Department of Environmental and Occupational Medicine, University of Aberdeen, Aberdeen, UK.
Occup Environ Med. 2012 Aug;69(8):587-91. doi: 10.1136/oemed-2011-100126. Epub 2012 Jun 12.
Epidemiological studies of air pollution on cardiovascular health show associations of cardiac mortality and admissions with exposure to nitrogen dioxide (NO(2)) at low concentrations. These associations could be causal or NO(2) could be acting as a surrogate measure for another air pollutant, most likely ultrafine particles. No studies of cardiac susceptibility to acute exposure to NO(2) have been undertaken.
Randomised controlled exposures to NO(2) (400 ppb for 1 h) and air in subjects with coronary heart disease and impaired left ventricular systolic function not taking β adrenoceptor blocking drugs.

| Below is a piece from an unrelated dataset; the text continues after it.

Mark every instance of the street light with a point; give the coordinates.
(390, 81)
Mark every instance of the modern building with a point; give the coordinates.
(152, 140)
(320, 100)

There were no significant changes in heart rate, blood pressure, leucocyte coping capacity or any heart rate variability measure following NO(2) exposure compared with air.
These findings suggest that NO(2) does not affect heart rate variability at these concentrations (which are high for urban background levels) and in the absence of other pollutants. While a synergistic effect has not been ruled out, these data lend support to the idea that the epidemiological data associating cardiac outcomes with NO(2) are more likely due to an associated pollutant rather than NO(2) itself.
有关空气污染对心血管健康影响的流行病学研究表明,心血管死亡率和入院率与低浓度二氧化氮(NO2)暴露有关。这些关联可能是因果关系,也可能是 NO2作为另一种空气污染物(很可能是超细颗粒)的替代测量指标。目前尚无关于心脏对急性 NO2暴露敏感性的研究。
在未服用β肾上腺素受体阻滞剂的冠心病和左心室收缩功能障碍患者中,进行随机对照的 NO2(400 ppb 持续 1 小时)和空气暴露。
与空气暴露相比,NO2暴露后心率、血压、白细胞应对能力或任何心率变异性测量均无显著变化。
这些发现表明,在这些浓度下(对于城市背景水平来说很高)且不存在其他污染物的情况下,NO2不会影响心率变异性。虽然不能排除协同作用,但这些数据支持这样一种观点,即与心血管结局与 NO2相关的流行病学数据更可能是由于相关污染物而不是 NO2本身。